İnsanın en yakınlarıyla, özünde bir sevgi ve destek ilişkisi kurması beklenirken, Denizli’de yaşanan korkunç bir olay, aile bağlarının nasıl yerle bir olabileceğini gözler önüne serdi. Şizofreni hastası olan bir doktor, yatalak annesine uyguladığı şiddetle hem bölge halkını hem de medyayı derinden etkileyen bir suç işledi. Olayın ortaya çıkmasıyla birlikte, toplumda büyük bir öfke ve hayal kırıklığı doğdu.
Denizli’nin merkezinde yer alan bir apartman dairesinde gerçekleşen olay, 23 Eylül 2023 günü sabah saatlerinde meydana geldi. Aile üyelerinin komşularına ilettikleri ihbar üzerine polis ve sağlık ekipleri olay yerine intikal etti. Yatalak durumda olan anne, acil yardım ekipleri tarafından hastaneye kaldırıldı. Anne, doktorun şiddeti sonucu komaya girmişti. Gözaltına alınan şizofren doktor, olayın ardından yaşadığı psikolojik buhran nedeniyle durumu kontrol edemediğini ifade etti. Ancak, ailesinin yıllarca süren yaşam mücadelesi acı bir gerçek olarak karşımıza çıktı.
Doktorun, yatalak annesine karşı gerçekleştirdiği bu şiddet eylemi, toplumda büyük bir infiale yol açtı. Olayın ardından gerçekleşen duruşmada, doktorun yaşadığı psikolojik rahatsızlıklar, mahkeme tarafından dikkate alındı. Ancak, toplumun adalet talepleri de yüksek sesle ifade edilmeye başlandı. Her kesimden insan, bu tür eylemlere karşı çıkarken, sosyal medya platformlarında #Adaletİstiyoruz hashtag’iyle dayanışma gösterdi. Toplumda yaşanan bu tepkiler, hem olayın ciddiyetini hem de ailenin yaşadığı travmanın büyüklüğünü bir kez daha gözler önüne serdi.
Birçok uzman, bu tür aile içi şiddet vakalarının önüne geçebilmek için toplumun bilinçlendirilmesi gerektiğini vurguladı. Bağlılıkları ve destek mekanizmaları oluşturmanın, psikolojik rahatsızlıkları olan bireylerin tedavi süreçlerini ve topluma kazandırılmalarını sağlamak için önemli bir temele sahip olduğunu belirttiler.

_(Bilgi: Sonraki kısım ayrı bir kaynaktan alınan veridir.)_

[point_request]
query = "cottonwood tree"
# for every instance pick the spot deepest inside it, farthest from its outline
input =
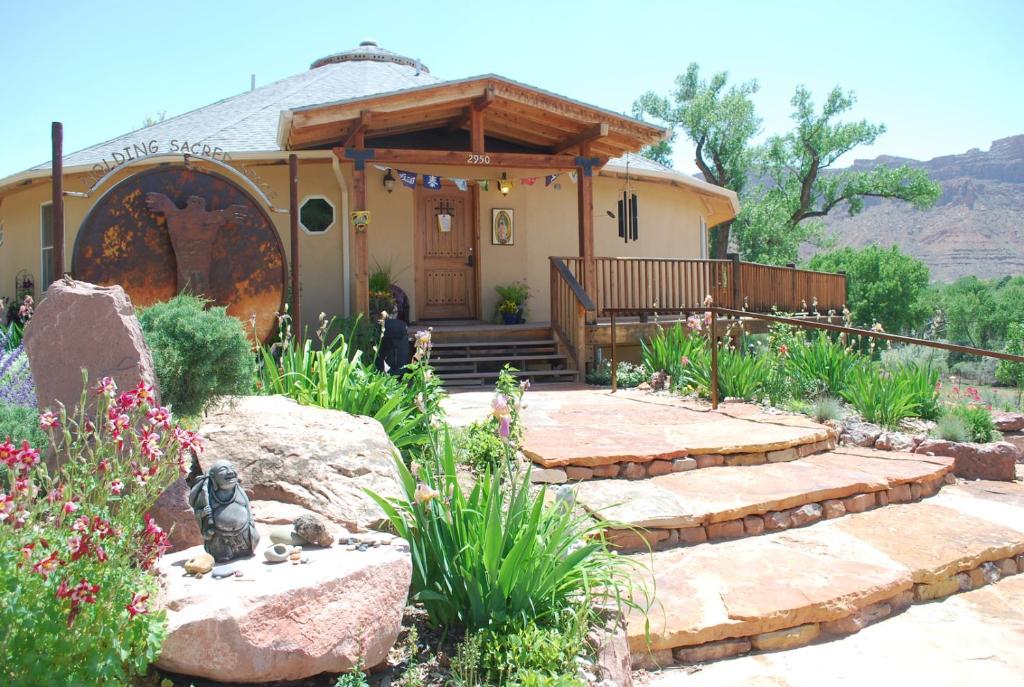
(799, 188)
(720, 120)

Türkiye’nin pek çok bölgesinde benzer vakalar yaşanmakta, ancak bu olayın medya gündeminde geniş yer bulması, toplumda farkındalık yaratması açısından önemli bir fırsat olarak değerlendiriliyor.
Olayın ulusal medyada yankı bulması, benzer durumlarda farkındalık yaratmak ve bu tür acudeterapi süreçlerinin önemini duyurmak için bir olanak sundu. Toplumun yapısal sorunları ile birlikte, bireylerin ruhsal sağlıklarının göz önünde bulundurulması gerektiği, bu tür dramların önüne geçebilmek için elzemdir.
Sonuç olarak, Denizli’de yaşanan bu üzücü olay, aile bağlarının ne kadar kırılgan olabileceğini, ruhsal hastalıkların nitelikli tedavi süreçlerine ihtiyaç duyabileceğini ve toplumun bu tür vakalara nasıl yaklaşması gerektiğini sorgulatıyor. Gözler, dava sürecinin ilerleyişine ve alınacak olan sonuca çevrildi. Toplumun, bu tür vakalara karşı duyarlılığını artırarak, benzer trajedilerin bir daha yaşanmaması dileğiyle, aile içi şiddetin önlenmesi için sesini duyurması gerektiği bir kez daha ortaya konulmuş oldu.